Factor completely 6x^2-19x+14
To factor the given expression, we need to find two binomials whose product equals 6x^2 - 19x + 14.
To do this, we look for two binomials in the form (ax + b)(cx + d). Since 6x^2 is the leading term, we know that ac = 6.
Factors of 6:
1 * 6
2 * 3
Now, we need to find the values of b and d. Factors of 14:
1 * 14
2 * 7
We need to determine which combination of factors for ac and bd adds up to -19x, the coefficient of the middle term. Since the negative sign is involved, we will need a negative value.
Given that ac = 6:
1. ac pairs: (1,6) and (6,1)
- b and d could be the factors of 1 and 6, respectively: (1, 6), which would give (1x + 6)(6x + 1). However, this does not result in -19x when multiplied.
- b and d could be the factors of 6 and 1, respectively: (6, 1), which would give (6x + 1)(1x + 6). However, this also does not result in -19x when multiplied.
2. ac pairs: (2,3) and (3,2)
- b and d could be the factors of 2 and 3, respectively: (2, 3), which would give (2x + 3)(3x + 2).

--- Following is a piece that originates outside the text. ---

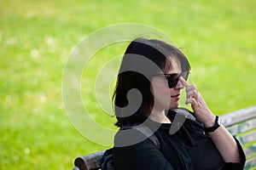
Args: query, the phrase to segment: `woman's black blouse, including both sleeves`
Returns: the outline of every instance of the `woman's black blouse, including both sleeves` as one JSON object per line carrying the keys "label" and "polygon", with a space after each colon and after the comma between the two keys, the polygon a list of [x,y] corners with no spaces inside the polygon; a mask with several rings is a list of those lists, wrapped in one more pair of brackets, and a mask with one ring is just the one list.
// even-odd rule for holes
{"label": "woman's black blouse, including both sleeves", "polygon": [[[168,117],[173,121],[175,113]],[[201,122],[186,119],[176,133],[170,133],[173,123],[149,121],[148,127],[159,127],[154,136],[159,140],[160,147],[152,139],[145,138],[137,144],[124,147],[113,147],[113,159],[117,169],[243,169],[246,161],[241,144],[236,139],[241,162],[224,162],[208,133],[203,131]],[[141,138],[144,134],[132,133],[128,140]],[[127,140],[127,139],[126,139]],[[116,141],[115,141],[116,142]]]}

However, this does not result in -19x when multiplied.
- b and d could be the factors of 3 and 2, respectively: (3, 2), which would give (3x + 2)(2x + 3). Bingo! Now let's confirm if this multiplication results in -19x.
(3x + 2)(2x + 3):
6x^2 + 9x + 4x + 6
6x^2 + 13x + 6
The binomials (3x + 2)(2x + 3) factorize the quadratic expression 6x^2 - 19x + 14 completely.